Le ingarrichiane sono poesiole demenziali e zoppicanti. Vi si sono prodotti tutti, da Marinetti a Petrolini, da Malaparte a Eco. Una pratica che denota gli estremi fra cui si dibatte il carattere nazionale: boria e commedia

Ferdinando Ingarrica potrebbe essere un personaggio inventato; invece, purtroppo, è reale, nonostante che la sua opera completa sia appena stata pubblicata in un volume a cura di Stefano Tonietto (Poesia demenziale da Ferdinando Ingarrica a oggi, Quodlibet, 307 pp., € 19 euro). Tonietto infatti, otto anni fa, per la stessa casa editrice aveva scritto una Letteratura latina inesistente, irta di poeti arcaici che componevano direttamente in forma di frammento, di autori licenziosi come Gaio Adulterio Sfrenato, di filosofi politici che teorizzano il governo di tutti su nessuno. Nel 2022 si era reso Svetonietto, biografo di imperatori immaginari (Altri dodici Cesari, Exòrma, 162 p., € 16), dove spiccavano Dextaliniano, il primo imperatore repubblicano, e Dissidio, l’imperatore tardoantico traumatizzato dal non aver visto accoppiarsi i propri genitori.

  

Ingarrica non sfigurerebbe fra queste creazioni: giudice nel Regno delle Due Sicilie, allo scopo di ottenere fama letteraria pubblica nel 1834 l’Opuscolo che contiene la raccolta di cento anacreontiche su talune scienze, belle arti, virtù, vizi e diversi altri soggetti, composto per solo uso de’ giovanetti; i versi però sono di tale commovente bruttezza che ne ricava l’appellativo di “poeta ciuccio”, benché la famiglia compri in fretta e furia tutte le copie, nella speranza di ritirare il titolo dal mercato.

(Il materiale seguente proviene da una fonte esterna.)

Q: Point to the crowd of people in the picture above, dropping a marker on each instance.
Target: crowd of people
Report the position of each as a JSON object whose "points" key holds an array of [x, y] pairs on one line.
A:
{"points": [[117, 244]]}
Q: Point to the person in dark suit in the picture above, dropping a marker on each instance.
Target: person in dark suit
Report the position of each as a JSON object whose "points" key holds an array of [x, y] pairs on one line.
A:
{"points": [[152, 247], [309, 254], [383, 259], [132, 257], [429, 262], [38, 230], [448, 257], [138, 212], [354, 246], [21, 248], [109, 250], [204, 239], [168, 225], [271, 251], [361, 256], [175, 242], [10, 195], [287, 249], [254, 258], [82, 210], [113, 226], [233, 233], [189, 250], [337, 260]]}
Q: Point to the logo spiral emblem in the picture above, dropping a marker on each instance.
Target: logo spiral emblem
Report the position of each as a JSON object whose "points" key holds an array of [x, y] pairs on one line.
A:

Le sue orrende strofe moraleggianti – “L’ubriaco è l’uom schifoso / che avvilisce la natura; / tutto dì la sepoltura / per lui aperta se ne sta” – gli sopravvivono e diventano la base di anonimi nonsense parodistici: “Sono i sogni le visioni / che ti appaiono nel sonno: / puoi vedervi anche tuo nonno, / chi ti è morto e chi ti è viv”. Noti come maltusiani, in quanto troncano l’ultima parola a mo’ di salto della quaglia, più di un secolo fa questi componimenti instaurano una pratica letteraria in cui si producono Marinetti, Petrolini, Gramsci, Malaparte, Maccari, Eco. E’ un rivolo carsico della letteratura italiana che, più di tutti, denota gli estremi fra cui si dibatte il carattere nazionale: la pretesa che la scrittura sia edificante e sentenziosa; il riconoscimento che alla fine meglio far ridere, ci riesce naturale.